# Introduction

# Compilers and Interpreters

# Structure of a Compiler

The structure of a compiler contains 5 parts.

  1. Lexical Analysis
  2. Parsing
  3. Semantic Analysis
  4. Optimization
  5. Code Generalization

# Lexical Analysis

Lexical analysis divides program text into "words" or "tokens"(记号).

# Parsing

Parsing is to understand the sentence structure.
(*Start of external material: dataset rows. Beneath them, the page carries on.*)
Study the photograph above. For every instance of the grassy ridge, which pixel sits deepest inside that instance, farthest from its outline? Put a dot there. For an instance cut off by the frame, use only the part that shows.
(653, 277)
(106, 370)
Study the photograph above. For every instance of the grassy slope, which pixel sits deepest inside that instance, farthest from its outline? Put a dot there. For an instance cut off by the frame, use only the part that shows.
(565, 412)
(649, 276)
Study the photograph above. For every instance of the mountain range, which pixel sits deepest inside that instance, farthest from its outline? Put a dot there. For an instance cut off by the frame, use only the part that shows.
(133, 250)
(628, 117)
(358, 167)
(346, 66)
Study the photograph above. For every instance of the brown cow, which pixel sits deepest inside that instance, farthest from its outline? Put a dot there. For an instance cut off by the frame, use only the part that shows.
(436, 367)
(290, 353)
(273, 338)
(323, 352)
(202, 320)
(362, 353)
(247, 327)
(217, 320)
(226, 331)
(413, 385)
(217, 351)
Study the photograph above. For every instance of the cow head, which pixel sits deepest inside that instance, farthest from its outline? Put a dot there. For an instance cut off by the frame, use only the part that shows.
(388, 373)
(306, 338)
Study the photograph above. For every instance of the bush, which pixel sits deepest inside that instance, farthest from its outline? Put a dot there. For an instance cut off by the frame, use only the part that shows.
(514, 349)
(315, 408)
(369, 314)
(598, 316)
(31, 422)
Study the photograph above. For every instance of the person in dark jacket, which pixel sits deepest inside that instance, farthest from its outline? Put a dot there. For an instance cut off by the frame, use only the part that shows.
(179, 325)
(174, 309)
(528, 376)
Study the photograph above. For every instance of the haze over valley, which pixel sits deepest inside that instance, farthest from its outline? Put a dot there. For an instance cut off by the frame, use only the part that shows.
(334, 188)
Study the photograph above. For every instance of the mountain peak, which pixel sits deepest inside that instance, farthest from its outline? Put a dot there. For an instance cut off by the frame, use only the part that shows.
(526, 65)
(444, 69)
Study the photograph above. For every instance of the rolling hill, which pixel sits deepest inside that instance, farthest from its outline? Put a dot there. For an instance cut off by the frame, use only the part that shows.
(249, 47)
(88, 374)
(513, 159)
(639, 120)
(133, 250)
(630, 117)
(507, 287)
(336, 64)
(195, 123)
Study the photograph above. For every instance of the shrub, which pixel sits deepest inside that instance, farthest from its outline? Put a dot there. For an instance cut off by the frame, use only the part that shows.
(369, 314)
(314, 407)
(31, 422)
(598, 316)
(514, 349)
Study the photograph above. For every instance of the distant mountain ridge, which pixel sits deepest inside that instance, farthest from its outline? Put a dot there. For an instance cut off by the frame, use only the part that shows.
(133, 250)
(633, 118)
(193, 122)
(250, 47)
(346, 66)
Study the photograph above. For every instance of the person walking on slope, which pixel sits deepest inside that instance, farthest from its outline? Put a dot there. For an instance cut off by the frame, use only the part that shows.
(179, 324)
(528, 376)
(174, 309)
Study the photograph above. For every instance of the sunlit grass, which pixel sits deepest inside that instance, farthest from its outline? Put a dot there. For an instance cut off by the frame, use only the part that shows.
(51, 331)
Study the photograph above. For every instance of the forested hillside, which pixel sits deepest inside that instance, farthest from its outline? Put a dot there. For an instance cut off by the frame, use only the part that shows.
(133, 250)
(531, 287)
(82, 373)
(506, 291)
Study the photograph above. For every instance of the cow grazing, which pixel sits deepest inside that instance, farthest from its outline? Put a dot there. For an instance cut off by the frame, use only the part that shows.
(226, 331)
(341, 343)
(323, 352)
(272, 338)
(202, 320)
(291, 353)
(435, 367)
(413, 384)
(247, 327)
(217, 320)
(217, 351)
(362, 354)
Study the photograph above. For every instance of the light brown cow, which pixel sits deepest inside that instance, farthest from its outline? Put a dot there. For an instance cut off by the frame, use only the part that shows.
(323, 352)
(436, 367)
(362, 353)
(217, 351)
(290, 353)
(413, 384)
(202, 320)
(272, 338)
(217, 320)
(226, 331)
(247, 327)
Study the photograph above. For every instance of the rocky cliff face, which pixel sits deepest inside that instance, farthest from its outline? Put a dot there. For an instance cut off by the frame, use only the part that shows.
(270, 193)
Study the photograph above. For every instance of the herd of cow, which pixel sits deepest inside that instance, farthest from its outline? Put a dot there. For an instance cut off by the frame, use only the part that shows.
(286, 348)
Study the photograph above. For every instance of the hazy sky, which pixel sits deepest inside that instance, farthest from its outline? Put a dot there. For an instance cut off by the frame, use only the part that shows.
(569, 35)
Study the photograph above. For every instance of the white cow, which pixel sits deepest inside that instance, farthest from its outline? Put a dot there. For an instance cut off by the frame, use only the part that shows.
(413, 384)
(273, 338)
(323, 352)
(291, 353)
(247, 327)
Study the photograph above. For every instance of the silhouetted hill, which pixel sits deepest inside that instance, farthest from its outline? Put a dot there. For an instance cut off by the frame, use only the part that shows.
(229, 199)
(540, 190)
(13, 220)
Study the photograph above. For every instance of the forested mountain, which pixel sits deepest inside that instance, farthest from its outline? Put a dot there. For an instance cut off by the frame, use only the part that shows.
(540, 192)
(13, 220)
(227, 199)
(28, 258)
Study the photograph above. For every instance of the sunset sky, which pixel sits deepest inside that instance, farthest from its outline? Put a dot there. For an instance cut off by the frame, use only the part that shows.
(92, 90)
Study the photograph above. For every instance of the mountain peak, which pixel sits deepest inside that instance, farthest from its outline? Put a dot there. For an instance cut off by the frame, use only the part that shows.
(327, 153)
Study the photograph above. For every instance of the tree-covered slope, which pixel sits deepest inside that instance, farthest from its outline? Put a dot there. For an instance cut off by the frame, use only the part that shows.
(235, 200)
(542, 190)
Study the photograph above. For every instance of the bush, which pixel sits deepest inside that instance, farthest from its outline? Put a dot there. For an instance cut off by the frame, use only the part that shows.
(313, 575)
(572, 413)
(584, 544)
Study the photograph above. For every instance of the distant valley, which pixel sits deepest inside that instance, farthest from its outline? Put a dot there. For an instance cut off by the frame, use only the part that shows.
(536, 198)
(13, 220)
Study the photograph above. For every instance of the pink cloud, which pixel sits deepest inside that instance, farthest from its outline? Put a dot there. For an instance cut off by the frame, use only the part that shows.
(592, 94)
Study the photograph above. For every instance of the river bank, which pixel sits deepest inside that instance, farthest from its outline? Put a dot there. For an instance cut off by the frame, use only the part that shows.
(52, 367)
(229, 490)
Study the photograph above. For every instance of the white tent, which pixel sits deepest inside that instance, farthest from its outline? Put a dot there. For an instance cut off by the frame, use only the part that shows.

Or parsing is diagramming sentences.

How human parsing a English sentence?

Step 1: identify the role of each words in a sentences. (词性分析)

Step 2: group the words together into higher level constructs.

Step 3: group them together and get a sentence.

# The Economy of Programming Language

Talk about 3 question.

  1. Why are there so many programming languages?
    • Application domains have distinctive/conflicting needs.
  2. Why are there new programming languages?
    • Programmer training is the dominant cost for a programming language.
      • Widely used language will be slowly changed.
      • It's easy to start a new language.
      • productivity > training cost
      • Language adopted to fill a void.
  3. What is a good programming language?
    • There is no universally accepted metric for language design.

# Cool Overview

We will make a compiler: Cool -> MIPS assembly language

It contains 5 programming assignments:

  • write a cool program
  • lexical analysis
  • parsing
  • semantic analysis
  • code generation
  • optimization (optional)

a valid cool program

class Main {
   i : IO <- new IO;
   main():IO {i.out_string("Hello World!\n"); }
};

# Lexical Analysis

  • Classify program into substrings according to rule.
  • Communicate tokens to the parser.

A token is a pair like <token class, lexeme> to mark the class of each substrings.

An implementation must do two things:

  • Recognize substrings corresponding to tokens.
  • Identify the token class of each lexeme.

# Example and Lookahead

DO 5 I = 1,25
DO 5 I = 1.25

LA's goal is to partition the string. This is implemented by reading left-to-right, recognizing one token at a time.

"Lookahead" may be required to decide where one token ends and the next token begins.